最初に書いたとおり、自分にとって、少年が全力で少女を助けるボーイ・ミーツ・ガールものはそもそも大好物だし、主演の二人は文句なしに応援できるキャラクターだし、満天の星空のもとブルーベルの咲き誇る森でジュリアンが告白するシーンの美しさと言葉の真摯さには心底感動したし、二人を助けようとする善意の家族や隣人に対しても全幅の共感を持って観られるような映画なだけに、もっと「本格的に」そういう映画としてちゃんと仕上げてくれていれば、もっとこっちだってハマれたのにと、残念に思う。
あと、往年のハリウッド女優のような風格でヴィヴィアンを演じている女性が、『Xファイル』のスカリー捜査官だったことを、観てからパンフで知ってびっくり。
ヘレン・ミレンも、僕が『第一容疑者』にはまって観ていたころから考えると、ずいぶんと歳を寄せた。

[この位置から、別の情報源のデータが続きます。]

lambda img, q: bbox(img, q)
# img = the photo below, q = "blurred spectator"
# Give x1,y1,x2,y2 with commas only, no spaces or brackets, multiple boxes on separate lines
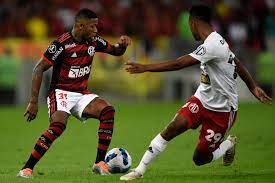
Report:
266,8,275,53
227,12,248,55
26,15,49,40
177,11,193,41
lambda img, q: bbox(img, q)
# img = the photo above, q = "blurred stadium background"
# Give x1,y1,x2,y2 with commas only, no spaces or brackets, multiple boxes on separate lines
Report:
0,0,274,104
0,0,274,183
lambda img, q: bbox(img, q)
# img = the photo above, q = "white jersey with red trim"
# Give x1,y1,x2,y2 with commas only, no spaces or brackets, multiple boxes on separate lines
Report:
189,31,238,112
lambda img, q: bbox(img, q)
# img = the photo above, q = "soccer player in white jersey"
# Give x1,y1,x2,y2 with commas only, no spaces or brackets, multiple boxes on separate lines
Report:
120,4,272,181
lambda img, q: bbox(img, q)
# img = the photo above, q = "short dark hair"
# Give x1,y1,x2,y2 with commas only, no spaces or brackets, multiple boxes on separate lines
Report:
189,5,212,24
75,8,97,21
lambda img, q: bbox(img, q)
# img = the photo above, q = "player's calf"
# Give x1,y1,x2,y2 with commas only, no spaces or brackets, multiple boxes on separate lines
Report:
21,122,66,171
95,106,115,163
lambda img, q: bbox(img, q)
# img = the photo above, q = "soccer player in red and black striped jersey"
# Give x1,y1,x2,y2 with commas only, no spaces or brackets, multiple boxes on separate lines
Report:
18,9,131,178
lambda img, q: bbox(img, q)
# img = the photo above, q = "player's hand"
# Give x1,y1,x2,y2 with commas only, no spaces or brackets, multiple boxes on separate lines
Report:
24,102,38,122
251,86,272,105
117,35,131,47
125,61,147,74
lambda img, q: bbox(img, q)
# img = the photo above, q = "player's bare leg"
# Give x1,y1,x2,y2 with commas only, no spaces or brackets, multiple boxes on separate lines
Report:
192,135,237,166
82,97,115,175
120,114,188,181
18,111,69,178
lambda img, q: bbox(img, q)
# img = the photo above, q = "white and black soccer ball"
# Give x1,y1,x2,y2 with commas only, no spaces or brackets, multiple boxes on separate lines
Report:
105,148,132,173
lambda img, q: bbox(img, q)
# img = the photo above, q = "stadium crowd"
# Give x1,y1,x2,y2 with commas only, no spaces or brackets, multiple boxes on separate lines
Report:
0,0,274,104
0,0,275,51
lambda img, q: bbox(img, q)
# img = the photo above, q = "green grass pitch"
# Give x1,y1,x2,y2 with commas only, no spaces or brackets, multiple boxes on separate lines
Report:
0,102,274,183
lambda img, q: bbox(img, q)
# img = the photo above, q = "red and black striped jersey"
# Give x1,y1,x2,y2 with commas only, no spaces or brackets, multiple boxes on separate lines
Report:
42,32,114,94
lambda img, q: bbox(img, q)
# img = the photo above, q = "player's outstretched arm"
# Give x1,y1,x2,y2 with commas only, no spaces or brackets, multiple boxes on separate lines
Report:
125,55,200,73
24,58,52,122
235,57,272,105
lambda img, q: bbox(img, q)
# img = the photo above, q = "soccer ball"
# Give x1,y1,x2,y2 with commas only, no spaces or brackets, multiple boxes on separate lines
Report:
105,148,132,173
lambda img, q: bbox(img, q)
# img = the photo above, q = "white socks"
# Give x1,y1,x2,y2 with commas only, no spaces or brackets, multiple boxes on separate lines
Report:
135,134,168,175
134,134,233,174
212,139,233,161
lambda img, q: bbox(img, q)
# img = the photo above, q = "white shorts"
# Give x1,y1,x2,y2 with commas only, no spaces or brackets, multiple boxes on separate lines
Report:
47,89,99,121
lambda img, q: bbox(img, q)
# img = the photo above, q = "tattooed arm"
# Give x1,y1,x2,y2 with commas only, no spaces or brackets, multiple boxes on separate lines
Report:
24,58,52,122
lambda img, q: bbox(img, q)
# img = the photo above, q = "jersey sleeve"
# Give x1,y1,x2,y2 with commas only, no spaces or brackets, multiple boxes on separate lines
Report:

最後に悪口を書きすぎた反省に、ひとつ、心から感動したシーンを書いておく。
ジュリアンが尾行されたせいで危機が訪れたとき、ボコボコにされたジュリアンを心配してロフトから降りてきたサラに対して、ジュリアンが怒鳴り散らすシーン。
あそこには、間違いなく「真実」があった。
サラを心から心配する、胸を締め付けるような不安。
自分のやらかしを許せない、強烈な自罰感情。
いざというときに自分の身体ではサラを守れないという虚無的な無力感。
自分たちの家族の犯している危険の大きさを、サラに理解してほしいという切実な想い。
それでも絶対にサラを守り抜くという「騎士」としての誇りと決意。
あれは、複雑なジュリアンの想いがあふれた名シーンだったと思う。
なんにせよ、若き二人の俳優の未来に道が開けることを心から祈りたい。